Ilustrasi UMK

Gubernur Wahidin sebut 800 industri di Banten bangkrut dihantam pandemi covid-19

(SPNEWS) Serang, Gubernur Banten Wahidin Halim mengatakan ada 800 dari 16 ribu industri di wilayahnya yang mengalami kebangkrutan dihantam pandemi COVID-19. Kebanyakan mereka mengalami kesulitan khususnya di industri padat modal.

“Dari 16 ribuan, yang sudah bangkrut sekitar 800. Yang bangkrut adalah yang padat modal,” kata Wahidin di Serang, (26/11/2020).

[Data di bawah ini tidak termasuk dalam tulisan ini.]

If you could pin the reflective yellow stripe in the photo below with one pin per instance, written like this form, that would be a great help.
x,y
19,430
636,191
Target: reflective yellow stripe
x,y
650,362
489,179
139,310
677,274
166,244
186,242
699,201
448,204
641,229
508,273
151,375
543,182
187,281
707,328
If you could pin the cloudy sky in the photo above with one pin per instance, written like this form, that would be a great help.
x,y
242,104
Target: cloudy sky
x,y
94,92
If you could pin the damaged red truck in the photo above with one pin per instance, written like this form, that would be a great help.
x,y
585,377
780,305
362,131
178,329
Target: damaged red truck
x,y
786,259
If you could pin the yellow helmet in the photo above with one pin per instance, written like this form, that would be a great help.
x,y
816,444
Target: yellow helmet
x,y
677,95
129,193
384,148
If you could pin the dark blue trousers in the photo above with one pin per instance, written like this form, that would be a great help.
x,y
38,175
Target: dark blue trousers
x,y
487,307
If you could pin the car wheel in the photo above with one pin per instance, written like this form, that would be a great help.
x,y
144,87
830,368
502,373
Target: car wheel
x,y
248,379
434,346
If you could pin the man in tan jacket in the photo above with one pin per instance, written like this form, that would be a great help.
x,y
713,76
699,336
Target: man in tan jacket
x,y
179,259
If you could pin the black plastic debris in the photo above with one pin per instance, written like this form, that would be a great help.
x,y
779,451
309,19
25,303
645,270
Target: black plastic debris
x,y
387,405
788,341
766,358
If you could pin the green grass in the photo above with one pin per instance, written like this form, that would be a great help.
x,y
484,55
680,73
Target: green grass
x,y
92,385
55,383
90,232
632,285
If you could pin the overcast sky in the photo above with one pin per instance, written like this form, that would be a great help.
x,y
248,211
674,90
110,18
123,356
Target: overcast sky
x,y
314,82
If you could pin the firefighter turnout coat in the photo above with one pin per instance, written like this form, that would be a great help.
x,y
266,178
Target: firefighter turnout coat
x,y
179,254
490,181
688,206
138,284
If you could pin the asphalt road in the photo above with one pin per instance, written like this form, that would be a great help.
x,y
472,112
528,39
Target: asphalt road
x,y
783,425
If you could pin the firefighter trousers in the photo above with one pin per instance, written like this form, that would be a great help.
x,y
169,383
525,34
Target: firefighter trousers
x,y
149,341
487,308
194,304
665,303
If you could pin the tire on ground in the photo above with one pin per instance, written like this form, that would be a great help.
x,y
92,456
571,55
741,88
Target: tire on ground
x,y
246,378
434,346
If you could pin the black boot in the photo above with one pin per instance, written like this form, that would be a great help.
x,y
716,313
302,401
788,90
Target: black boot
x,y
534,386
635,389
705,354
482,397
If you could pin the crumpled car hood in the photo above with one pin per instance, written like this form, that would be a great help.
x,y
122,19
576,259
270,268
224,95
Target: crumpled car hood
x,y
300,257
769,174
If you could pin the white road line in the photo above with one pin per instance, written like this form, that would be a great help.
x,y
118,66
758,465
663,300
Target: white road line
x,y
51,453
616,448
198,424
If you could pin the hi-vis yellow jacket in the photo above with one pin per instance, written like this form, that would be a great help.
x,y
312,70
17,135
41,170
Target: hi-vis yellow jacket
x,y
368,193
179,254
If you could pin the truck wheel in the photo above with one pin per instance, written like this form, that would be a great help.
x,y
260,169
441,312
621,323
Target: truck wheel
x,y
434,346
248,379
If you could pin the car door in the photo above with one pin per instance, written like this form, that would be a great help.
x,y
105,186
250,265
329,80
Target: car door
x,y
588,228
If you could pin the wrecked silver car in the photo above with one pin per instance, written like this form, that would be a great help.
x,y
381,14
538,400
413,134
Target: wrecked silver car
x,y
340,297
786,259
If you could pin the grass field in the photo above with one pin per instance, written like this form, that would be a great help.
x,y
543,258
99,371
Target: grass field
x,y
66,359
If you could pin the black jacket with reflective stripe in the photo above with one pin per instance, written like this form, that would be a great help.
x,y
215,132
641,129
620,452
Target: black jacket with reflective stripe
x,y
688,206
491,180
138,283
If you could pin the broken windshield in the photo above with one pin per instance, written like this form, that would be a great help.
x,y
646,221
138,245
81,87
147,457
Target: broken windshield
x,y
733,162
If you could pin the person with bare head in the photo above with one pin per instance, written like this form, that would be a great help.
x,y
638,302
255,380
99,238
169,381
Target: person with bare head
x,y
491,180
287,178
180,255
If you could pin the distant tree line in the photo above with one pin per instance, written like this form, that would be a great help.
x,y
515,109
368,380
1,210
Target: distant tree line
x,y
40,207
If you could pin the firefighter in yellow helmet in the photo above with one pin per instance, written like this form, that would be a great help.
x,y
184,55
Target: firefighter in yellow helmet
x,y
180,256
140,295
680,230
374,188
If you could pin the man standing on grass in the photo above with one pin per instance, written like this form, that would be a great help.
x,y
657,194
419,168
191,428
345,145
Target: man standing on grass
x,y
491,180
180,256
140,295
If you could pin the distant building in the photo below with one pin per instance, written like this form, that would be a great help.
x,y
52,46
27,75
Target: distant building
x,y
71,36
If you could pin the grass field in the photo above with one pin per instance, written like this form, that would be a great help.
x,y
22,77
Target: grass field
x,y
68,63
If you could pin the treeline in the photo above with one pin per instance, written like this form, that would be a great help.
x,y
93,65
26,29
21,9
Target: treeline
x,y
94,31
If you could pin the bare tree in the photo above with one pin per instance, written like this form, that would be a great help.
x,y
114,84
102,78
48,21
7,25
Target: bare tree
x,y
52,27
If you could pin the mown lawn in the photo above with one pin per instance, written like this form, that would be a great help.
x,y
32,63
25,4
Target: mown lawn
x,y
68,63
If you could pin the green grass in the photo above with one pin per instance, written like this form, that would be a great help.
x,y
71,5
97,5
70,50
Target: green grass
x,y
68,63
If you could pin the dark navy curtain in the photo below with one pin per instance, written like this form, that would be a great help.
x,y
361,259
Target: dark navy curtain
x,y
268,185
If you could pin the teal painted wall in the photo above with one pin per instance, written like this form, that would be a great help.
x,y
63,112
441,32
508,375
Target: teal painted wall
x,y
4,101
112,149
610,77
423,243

Industri padat modal ini kebanyakan adalah pabrik sepatu yang memiliki banyak karyawan. Mereka menurut gubernur sudah kesulitan ekspor dan kesulitan menjual hasil produksinya.

“Sekarang sepatu mau jual kemana? Ke dalam negeri tidak ada yang beli. Produk ekspor ini terganggu, termasuk juga kondisi masyarakat daya beli turun, kemampuan membeli produk semakin turun,” ujarnya.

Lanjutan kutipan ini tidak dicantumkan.